Strawberries a classic summer berry. Their unique sweet yet tart flavor is a must, especially on warm summer evenings. Their flavor has been used in a variety of different foods like cereal, ice cream and lemonade. Luckily Strawberry bushes are one of the easiest types of fruit bushes that can be grown at home! Follow these simple instructions and you’ll have tons of strawberries!
Plant your Strawberry plants in an area that receives full sunlight. They can tolerate shade, but will perform better in full sun. If you plant them in an area with partial shade, they need at least six hours of direct sunlight a day. Multiple strawberry plants should be planted about a foot apart.
Once you have your location scouted dig a hole three times as wide as the container and just as deep. Use your hands to loosen the soil around the sides of the hole. Then place your plant in the hole, make sure that it’s level with the ground around it and standing straight up. Strawberry plants send out runners, so make sure that they have enough space to do so.
Keep the soil around your plants moist, but not over saturated. Make sure that the soil doesn’t dry out. Check on your plants about once a week, and if the soil feels dry add some water. Strawberries need at least an inch of water a week. When watering your plants water them at the base, not overhead. Water droplets on the leaves can lead to mold and fungi.
Strawberry plants will benefit from a little fertilizer in the early spring. Use a well balanced fertilizer like formula 10-10-10. Be careful not to over fertilize your plants, this can result in burning them or producing a lot of leaves, and less flowers. After your berry harvest give your plants a little more fertilizer.

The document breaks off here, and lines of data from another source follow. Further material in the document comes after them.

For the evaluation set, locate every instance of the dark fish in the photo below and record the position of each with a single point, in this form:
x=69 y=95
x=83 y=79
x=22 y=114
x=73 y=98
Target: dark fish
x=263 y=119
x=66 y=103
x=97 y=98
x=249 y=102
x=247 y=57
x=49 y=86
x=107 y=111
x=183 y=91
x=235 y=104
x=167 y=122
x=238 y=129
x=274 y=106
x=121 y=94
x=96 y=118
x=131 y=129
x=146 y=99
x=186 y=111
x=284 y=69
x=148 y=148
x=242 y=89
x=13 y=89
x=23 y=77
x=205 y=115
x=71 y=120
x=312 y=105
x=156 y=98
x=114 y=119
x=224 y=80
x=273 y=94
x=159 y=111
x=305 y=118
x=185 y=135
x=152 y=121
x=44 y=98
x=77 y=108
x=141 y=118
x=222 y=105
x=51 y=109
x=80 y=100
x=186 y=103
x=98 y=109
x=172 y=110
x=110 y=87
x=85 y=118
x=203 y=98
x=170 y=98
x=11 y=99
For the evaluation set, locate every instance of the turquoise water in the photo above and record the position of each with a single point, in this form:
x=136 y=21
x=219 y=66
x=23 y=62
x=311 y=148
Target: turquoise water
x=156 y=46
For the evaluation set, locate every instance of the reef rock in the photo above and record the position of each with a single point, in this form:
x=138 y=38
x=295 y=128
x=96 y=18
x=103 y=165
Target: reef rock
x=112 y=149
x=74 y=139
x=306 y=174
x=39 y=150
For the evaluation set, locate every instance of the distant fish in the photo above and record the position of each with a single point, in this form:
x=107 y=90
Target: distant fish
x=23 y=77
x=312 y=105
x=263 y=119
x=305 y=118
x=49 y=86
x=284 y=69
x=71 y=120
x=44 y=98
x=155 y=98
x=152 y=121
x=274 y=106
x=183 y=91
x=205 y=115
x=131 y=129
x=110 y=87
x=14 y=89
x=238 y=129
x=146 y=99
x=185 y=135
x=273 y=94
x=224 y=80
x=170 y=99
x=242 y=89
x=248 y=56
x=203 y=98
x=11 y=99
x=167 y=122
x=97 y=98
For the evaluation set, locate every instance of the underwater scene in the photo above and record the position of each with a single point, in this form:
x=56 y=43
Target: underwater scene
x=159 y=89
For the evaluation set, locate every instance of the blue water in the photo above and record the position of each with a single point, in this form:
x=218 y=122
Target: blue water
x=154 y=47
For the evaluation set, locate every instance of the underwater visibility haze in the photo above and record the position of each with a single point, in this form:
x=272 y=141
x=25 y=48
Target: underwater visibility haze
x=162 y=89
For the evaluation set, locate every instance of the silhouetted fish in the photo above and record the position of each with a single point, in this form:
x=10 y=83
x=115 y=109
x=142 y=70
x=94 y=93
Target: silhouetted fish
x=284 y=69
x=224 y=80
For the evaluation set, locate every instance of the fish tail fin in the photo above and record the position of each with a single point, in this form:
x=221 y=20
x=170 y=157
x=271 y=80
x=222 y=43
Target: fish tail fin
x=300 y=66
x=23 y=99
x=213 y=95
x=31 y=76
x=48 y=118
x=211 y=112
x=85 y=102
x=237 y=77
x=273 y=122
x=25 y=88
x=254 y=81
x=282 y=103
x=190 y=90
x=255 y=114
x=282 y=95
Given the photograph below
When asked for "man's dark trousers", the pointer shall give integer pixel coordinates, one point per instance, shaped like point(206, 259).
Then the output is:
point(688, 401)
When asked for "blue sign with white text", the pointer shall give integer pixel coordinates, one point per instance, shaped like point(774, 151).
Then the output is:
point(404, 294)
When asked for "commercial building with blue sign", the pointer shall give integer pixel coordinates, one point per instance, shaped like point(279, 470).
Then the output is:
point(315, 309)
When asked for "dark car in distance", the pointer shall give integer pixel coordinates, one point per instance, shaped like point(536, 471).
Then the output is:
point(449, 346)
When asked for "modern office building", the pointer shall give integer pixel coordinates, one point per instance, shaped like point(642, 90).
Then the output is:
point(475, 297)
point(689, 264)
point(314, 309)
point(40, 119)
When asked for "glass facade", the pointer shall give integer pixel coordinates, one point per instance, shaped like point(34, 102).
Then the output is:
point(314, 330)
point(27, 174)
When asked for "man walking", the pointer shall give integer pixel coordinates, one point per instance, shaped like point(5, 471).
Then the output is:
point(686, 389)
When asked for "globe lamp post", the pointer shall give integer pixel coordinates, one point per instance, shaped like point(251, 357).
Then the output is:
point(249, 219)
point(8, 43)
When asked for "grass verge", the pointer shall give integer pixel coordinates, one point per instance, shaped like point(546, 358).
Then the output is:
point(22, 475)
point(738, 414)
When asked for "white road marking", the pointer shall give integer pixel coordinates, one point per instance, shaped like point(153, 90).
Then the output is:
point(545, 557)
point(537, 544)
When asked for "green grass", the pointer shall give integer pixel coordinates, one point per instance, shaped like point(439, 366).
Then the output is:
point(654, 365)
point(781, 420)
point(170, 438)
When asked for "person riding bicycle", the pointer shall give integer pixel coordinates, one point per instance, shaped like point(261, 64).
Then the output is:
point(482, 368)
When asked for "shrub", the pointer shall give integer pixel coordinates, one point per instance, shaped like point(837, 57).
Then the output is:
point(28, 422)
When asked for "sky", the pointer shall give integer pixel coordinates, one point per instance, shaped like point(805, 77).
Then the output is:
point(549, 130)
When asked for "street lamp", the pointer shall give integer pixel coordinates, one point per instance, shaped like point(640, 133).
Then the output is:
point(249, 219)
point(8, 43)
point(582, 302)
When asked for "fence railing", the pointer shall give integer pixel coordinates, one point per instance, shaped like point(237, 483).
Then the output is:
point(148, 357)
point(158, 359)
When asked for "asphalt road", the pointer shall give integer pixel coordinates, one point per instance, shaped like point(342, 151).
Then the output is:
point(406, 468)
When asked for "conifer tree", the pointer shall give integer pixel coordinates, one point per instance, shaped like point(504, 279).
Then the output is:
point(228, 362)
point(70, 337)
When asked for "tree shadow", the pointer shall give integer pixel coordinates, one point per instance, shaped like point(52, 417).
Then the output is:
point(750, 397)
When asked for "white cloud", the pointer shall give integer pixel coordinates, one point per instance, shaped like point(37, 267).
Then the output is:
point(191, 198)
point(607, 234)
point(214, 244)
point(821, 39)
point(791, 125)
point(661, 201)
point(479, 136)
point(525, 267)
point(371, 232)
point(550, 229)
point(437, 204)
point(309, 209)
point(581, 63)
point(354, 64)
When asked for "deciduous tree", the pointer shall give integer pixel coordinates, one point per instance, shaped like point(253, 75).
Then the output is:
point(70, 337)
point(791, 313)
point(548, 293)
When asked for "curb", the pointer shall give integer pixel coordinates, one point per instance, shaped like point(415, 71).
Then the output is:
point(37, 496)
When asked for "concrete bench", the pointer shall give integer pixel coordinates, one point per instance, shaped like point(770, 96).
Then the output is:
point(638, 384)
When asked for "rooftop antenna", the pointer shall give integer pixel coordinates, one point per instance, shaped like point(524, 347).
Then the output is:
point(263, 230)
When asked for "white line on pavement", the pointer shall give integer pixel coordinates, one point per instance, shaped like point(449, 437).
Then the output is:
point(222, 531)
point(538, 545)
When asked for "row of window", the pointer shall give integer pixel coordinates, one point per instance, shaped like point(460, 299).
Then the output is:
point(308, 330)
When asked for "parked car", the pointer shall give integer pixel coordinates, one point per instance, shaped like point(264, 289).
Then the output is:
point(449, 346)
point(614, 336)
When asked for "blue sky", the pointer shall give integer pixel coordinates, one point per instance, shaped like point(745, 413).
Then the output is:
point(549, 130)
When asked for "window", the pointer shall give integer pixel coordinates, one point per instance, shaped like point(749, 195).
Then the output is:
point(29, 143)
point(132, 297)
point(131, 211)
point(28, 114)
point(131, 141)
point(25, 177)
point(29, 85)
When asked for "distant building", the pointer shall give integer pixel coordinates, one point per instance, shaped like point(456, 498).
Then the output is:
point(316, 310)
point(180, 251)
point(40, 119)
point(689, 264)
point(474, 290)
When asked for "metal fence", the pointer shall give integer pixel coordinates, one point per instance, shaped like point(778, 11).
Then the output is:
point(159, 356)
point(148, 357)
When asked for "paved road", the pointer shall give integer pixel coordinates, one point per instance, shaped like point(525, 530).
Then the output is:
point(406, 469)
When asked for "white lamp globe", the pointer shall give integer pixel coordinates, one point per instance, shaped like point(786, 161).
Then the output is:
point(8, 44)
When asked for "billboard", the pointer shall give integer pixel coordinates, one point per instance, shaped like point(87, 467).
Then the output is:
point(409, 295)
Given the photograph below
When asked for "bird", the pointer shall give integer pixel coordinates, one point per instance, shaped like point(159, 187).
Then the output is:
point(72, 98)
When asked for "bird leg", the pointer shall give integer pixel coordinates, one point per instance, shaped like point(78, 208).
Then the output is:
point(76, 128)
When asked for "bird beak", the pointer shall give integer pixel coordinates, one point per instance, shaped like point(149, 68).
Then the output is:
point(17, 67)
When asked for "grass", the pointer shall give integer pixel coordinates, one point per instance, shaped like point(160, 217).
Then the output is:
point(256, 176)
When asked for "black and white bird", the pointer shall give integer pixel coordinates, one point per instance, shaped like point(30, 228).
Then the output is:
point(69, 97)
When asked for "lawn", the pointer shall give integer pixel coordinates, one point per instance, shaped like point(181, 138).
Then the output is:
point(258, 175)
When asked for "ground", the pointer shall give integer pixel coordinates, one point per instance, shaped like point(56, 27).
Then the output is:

It’s important to keep an eye on your Strawberry plant during the summer, to watch for runners. Runners are long stems without any leaves. If you cut them back to the ground with sterile, sharp pruners you’ll have a bushier plant that produces more fruit. Runners will eventually develop their own roots and can be used to create another strawberry plant, but it will be more beneficial for your plant to focus its energy on growing fruit instead of runners. At the end of the growing season cut your plants down to about four inches.
Pests and Diseases:
Strawberry plants are subject to pests and disease. However, these conditions are very easy to treat. Keep an eye out for signs of bugs. If you see holes in the leaves or visible bugs spray your plant with an organic pesticide. If the leaves or fruit is discolored or has spots remove them and spray your plant with an organic fungicide.
Strawberry plants are self-fertile, but often have more success when they have multiple plants to pollinate with. Natural pollinators like the wind and bees are best for pollinating the blooms. If they have more blooms to visit, then more pollen will be spread.